Hi VK, Harry, HSan... thanks for the feedback/info....

Yes... my Neuro did ask me to consider Novantrone. I think they have me now as one of those Worsening Relapsing Remitting types or whatever they are calling it this year.....

I've asked to see another neuro at Bowman Gray School of Medicine for a second opinion... he's considered the MS expert here in the Piedmont of North Carolina.... From talking to some of his patients he's a Novantrone and BetaSeron kind of guy who also gives IVIG and maintenance doses of solu-medrol a couple of times a year... just in case.... fairly aggressive....

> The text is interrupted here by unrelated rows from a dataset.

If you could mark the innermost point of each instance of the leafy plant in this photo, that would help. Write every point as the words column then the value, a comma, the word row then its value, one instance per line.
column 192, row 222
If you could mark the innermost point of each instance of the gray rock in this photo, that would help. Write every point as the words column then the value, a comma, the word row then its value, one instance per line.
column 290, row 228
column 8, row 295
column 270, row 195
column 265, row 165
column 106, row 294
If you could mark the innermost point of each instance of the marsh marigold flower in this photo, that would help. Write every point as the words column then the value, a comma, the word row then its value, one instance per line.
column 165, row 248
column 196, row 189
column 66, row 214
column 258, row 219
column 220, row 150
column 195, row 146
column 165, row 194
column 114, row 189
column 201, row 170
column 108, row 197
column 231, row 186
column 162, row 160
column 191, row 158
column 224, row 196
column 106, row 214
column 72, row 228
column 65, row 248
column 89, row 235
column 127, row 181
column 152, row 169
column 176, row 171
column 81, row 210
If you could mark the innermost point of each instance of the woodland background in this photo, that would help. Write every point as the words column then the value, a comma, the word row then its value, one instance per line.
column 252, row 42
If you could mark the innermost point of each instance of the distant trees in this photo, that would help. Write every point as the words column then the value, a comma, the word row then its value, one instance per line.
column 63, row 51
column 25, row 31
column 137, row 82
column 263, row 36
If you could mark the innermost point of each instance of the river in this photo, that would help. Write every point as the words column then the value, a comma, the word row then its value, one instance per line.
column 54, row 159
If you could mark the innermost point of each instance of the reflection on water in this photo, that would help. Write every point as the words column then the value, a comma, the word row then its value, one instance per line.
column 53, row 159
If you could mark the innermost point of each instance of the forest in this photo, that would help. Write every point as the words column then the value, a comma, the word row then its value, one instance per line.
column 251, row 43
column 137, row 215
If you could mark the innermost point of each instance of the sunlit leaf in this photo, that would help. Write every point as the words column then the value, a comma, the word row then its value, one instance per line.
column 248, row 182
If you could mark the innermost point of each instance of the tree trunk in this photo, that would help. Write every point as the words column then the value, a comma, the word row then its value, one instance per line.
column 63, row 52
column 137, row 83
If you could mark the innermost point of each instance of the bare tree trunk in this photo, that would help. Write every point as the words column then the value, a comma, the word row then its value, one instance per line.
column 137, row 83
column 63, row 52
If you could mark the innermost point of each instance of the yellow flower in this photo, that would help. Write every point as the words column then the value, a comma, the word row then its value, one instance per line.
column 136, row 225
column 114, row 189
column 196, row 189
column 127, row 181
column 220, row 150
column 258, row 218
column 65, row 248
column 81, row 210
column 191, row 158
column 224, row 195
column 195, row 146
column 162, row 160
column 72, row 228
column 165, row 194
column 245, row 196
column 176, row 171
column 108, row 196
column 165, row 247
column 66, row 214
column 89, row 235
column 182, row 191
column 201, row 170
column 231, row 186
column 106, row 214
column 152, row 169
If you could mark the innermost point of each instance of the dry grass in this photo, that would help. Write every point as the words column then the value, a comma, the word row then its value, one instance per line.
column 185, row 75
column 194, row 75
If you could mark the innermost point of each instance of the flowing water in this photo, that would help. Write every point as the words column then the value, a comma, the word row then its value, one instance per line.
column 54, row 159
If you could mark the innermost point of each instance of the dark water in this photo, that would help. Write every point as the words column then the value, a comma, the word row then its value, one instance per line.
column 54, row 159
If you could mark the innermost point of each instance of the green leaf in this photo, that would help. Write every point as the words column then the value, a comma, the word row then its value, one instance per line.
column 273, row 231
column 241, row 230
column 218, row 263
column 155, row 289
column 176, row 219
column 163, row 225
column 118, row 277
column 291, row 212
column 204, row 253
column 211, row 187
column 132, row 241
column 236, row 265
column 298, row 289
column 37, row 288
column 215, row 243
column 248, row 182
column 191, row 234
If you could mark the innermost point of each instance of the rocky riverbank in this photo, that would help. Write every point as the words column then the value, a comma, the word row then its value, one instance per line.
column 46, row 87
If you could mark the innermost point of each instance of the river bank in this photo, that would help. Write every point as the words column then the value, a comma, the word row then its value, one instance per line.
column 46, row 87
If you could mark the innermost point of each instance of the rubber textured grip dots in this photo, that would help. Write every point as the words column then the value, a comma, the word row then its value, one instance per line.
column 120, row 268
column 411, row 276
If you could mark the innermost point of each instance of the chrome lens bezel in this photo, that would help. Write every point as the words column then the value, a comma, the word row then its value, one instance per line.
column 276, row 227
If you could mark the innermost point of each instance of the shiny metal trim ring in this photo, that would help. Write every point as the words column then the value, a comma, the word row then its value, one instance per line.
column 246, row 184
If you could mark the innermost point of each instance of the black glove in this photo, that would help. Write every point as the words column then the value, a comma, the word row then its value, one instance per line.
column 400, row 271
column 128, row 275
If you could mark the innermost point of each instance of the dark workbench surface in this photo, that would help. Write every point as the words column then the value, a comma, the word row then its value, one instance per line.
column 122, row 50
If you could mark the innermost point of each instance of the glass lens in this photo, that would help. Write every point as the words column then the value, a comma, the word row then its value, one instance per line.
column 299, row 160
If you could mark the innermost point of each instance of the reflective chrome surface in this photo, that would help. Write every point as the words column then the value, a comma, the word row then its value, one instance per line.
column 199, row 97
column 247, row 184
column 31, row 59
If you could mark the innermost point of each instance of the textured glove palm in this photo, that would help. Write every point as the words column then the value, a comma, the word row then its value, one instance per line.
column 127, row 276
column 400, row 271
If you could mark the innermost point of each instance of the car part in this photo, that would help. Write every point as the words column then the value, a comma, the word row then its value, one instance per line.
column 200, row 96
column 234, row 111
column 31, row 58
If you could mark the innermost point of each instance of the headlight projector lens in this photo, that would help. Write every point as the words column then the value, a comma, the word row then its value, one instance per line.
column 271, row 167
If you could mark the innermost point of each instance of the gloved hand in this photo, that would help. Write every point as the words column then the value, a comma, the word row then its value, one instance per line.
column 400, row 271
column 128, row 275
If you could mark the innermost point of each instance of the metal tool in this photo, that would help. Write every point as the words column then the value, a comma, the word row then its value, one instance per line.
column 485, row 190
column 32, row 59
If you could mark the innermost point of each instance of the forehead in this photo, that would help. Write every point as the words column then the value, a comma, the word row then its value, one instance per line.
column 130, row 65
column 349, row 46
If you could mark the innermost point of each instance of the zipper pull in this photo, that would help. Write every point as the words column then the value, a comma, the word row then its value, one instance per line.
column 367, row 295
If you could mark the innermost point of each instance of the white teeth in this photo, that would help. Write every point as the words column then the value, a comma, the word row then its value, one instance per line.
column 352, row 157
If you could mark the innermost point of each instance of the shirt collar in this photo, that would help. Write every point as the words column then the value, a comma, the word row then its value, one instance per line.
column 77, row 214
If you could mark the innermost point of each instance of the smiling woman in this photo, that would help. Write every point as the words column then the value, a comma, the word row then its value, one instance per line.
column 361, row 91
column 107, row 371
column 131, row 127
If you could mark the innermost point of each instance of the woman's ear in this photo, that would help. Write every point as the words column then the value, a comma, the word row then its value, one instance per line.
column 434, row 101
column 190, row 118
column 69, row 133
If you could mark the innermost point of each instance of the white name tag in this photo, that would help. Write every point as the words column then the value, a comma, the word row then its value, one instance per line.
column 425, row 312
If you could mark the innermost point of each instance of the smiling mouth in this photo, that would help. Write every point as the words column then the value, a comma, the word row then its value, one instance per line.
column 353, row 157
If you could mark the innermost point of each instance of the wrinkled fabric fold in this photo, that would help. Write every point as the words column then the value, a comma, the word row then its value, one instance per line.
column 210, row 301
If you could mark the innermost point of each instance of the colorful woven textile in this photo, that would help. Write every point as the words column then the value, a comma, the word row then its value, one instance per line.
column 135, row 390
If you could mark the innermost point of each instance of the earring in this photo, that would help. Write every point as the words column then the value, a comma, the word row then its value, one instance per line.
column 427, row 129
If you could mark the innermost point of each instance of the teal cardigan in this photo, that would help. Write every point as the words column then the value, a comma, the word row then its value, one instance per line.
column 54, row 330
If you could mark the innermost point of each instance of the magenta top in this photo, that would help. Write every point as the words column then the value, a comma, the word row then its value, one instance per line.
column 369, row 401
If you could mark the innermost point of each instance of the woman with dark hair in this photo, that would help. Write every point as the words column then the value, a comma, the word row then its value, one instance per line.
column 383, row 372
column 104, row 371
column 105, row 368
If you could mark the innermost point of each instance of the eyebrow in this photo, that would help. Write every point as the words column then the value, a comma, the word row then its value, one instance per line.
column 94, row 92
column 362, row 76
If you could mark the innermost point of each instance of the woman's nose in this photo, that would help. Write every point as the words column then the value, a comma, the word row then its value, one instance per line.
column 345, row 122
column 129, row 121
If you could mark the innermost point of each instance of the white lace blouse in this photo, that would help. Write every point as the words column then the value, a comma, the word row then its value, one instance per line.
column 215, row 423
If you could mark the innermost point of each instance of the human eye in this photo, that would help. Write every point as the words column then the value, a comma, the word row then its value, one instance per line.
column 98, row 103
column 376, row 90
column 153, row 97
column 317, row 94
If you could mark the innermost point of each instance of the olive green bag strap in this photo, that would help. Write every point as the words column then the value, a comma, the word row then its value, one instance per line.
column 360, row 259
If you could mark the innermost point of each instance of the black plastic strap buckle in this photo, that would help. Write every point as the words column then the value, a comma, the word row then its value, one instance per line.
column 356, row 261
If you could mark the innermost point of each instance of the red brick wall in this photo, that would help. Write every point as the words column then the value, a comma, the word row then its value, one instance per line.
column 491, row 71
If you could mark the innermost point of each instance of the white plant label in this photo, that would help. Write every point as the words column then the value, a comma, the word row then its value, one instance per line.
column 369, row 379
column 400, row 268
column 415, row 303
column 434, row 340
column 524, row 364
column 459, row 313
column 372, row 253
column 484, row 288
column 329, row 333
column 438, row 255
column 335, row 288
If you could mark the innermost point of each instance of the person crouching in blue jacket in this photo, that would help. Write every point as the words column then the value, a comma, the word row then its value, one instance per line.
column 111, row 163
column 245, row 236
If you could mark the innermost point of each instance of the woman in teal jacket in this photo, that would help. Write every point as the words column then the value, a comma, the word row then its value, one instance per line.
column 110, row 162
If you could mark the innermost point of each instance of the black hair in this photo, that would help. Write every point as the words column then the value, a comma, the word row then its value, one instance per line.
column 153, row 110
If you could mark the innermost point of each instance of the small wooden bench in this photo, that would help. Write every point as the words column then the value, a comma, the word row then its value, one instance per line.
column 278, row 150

I went from walking to not walking in a few weeks (I have thankfully gotten some remission but am waaaay below my previous baseline) ... so my usually conservative neuro said... I think you might wish to consider Novantrone. I asked her ... well, what has your experience been with other folks to whom you have given Novantrone? She said, Oh - You would be my first.

Can you say RED FLAG? Hence the request for a second opinion.

Obviously I know Novantone is chemo and not a cure... (but neither is anything else out there) and results seem to be all over the map. I see stories like Hsan's daughter who went from not walking to walking and have heard of other folks telling similar great stories...

My friend here in town said she hasn't noticed much difference, she hasn't gotten any better but she hasn't gotten any worse... right now she's kinda like me, we kind of walk doofie, but we both work and get along OK....

I've read about folks who quit Novantrone because of the side effects (same stories as I've seen about the CRABS)....

It's also from what I've seen like everything else - good for a couple of years (in the clinical trials)... only Copaxone is claiming 10 years right now, I believe...

As far as the possible cardiotoxicity of Novantrone --- what can I say about that... have you bothered to read the warnings on toothpaste and Tylenol lately? You'd never take those either if you thought all that could happen to you....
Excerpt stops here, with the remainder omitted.